Après deux mois de baisse qui ont, entre autres, exacerbé les inquiétudes concernant la vigueur de l’économie américaine, l’indice de confiance des consommateurs du Conference Board semble se stabiliser. Il rejoint ainsi l’indice de l’Université du Michigan qui a, lui aussi, connu une légère amélioration au cours du mois d’août. Ce gain a peut-être été amené par la baisse du prix de l’essence au cours des dernières semaines, qui a pu contrebalancer les mauvaises nouvelles provenant du marché du travail et de la Bourse. Il faut toutefois noter que cette hausse mensuelle ne parvient pas à porter l’indice total au-dessus du niveau enregistré en juin. S’il affiche une amélioration par rapport aux creux enregistrés il y a un an et demi, l’indice du Conference Board reste ainsi près des planchers atteints lors des récessions précédentes.

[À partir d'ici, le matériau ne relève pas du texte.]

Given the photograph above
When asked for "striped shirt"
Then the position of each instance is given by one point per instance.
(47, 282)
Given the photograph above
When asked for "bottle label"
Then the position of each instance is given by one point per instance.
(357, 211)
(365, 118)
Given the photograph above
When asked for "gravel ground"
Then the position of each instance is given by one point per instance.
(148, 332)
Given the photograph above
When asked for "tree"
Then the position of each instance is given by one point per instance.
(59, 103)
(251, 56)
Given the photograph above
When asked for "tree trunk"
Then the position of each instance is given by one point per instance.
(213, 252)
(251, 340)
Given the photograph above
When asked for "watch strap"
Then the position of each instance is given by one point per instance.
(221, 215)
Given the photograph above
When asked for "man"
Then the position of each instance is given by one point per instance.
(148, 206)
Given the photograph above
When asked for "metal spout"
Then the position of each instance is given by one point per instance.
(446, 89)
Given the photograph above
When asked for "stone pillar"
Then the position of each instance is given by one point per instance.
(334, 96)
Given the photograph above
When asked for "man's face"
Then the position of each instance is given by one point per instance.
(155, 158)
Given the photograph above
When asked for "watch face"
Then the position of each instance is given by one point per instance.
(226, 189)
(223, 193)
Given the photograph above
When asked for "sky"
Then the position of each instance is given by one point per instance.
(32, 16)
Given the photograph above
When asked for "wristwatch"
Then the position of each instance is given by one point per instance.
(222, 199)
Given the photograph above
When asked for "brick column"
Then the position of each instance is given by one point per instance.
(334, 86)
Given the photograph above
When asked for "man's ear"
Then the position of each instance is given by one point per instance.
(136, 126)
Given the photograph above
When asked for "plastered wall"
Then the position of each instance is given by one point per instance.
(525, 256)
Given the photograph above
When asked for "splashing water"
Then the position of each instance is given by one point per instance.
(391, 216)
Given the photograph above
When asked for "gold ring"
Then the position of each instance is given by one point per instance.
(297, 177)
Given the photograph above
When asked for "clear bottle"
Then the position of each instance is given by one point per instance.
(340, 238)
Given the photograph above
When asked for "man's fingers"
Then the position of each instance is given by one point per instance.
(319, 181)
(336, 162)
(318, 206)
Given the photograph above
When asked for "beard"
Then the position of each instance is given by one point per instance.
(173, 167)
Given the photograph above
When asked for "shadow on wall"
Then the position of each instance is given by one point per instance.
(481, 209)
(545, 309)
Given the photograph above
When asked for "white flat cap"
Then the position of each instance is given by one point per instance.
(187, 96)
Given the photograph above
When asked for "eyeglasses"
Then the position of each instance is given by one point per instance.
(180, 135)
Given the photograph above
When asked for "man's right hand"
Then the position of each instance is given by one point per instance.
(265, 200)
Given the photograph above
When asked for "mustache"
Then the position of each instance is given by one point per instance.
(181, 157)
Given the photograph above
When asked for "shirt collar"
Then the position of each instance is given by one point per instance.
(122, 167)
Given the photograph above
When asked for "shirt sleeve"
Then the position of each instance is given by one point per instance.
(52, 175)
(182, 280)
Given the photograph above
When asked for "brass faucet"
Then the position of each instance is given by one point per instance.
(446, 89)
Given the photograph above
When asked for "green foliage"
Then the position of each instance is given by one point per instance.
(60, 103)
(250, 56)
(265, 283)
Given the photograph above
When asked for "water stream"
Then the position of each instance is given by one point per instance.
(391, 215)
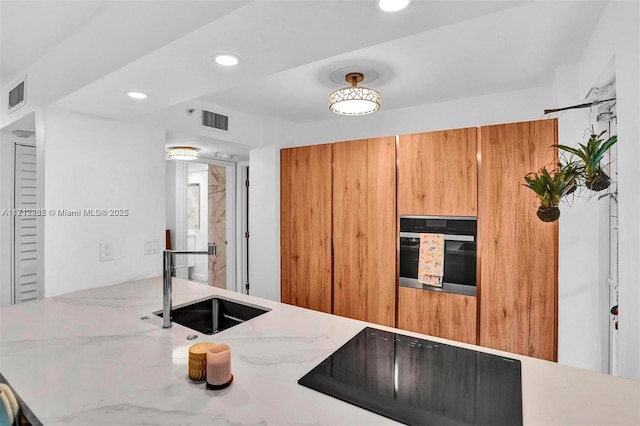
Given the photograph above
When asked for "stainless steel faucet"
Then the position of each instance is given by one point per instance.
(168, 268)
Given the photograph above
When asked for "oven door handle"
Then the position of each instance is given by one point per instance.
(447, 237)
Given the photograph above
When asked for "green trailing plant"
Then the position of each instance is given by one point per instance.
(590, 156)
(550, 187)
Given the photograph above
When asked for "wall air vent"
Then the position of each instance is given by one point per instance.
(16, 96)
(216, 121)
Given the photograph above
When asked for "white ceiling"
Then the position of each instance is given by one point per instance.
(32, 28)
(431, 52)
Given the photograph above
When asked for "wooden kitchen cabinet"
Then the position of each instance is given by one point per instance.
(446, 315)
(305, 239)
(438, 173)
(364, 230)
(518, 252)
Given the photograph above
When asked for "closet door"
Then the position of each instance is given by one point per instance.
(27, 228)
(305, 227)
(518, 253)
(364, 229)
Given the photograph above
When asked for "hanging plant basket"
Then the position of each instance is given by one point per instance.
(548, 214)
(590, 156)
(550, 187)
(598, 181)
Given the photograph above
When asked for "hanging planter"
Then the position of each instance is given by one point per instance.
(550, 187)
(590, 156)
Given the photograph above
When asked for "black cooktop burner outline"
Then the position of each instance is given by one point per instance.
(421, 382)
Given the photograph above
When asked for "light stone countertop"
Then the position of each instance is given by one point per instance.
(86, 358)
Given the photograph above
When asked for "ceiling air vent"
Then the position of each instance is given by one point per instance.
(217, 121)
(16, 96)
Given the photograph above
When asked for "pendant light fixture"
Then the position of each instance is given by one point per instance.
(183, 153)
(354, 100)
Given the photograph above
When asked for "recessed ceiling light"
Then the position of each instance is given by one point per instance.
(392, 5)
(137, 95)
(226, 60)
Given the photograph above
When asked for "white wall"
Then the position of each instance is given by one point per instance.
(618, 36)
(264, 223)
(244, 129)
(170, 198)
(581, 285)
(578, 272)
(92, 163)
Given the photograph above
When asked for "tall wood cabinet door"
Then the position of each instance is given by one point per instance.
(446, 315)
(305, 226)
(518, 252)
(438, 173)
(364, 230)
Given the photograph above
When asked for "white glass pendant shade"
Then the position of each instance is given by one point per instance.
(354, 100)
(183, 153)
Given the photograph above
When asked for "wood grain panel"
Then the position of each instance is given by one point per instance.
(437, 173)
(518, 252)
(446, 315)
(305, 227)
(364, 229)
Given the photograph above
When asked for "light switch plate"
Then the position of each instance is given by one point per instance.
(106, 252)
(150, 247)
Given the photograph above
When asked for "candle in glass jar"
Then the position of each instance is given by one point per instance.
(219, 364)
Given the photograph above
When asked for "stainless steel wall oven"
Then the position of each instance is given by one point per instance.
(460, 252)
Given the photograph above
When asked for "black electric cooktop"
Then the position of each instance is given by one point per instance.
(419, 382)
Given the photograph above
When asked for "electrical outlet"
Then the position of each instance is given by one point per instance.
(106, 252)
(150, 247)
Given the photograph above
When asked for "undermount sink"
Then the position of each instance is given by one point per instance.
(214, 314)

 Les prix des maisons existantes ont continué à augmenter en juin selon l’indice S&P/Case-Shiller. Pourtant, d’autres indices de prix montraient déjà certains signes de faiblesse au cours de ce mois. Il semble donc que le programme de crédit d’impôt a réussi à stimuler à la fois les ventes et les prix jusqu’à la fin du printemps. Toutefois, avec la chute des ventes en juillet et l’augmentation du ratio stock/ventes, on peut s’attendre à des baisses de prix au cours de l’été.

Implications : Les hausses mensuelles de la confiance en août et des prix des maisons en juin font figure de baume après une série de mauvaises nouvelles publiées récemment aux États-Unis. Toutefois, le faible niveau de l’indice du Conference Board tout comme les risques associés au marché immobilier font que les incertitudes demeurent bien en place.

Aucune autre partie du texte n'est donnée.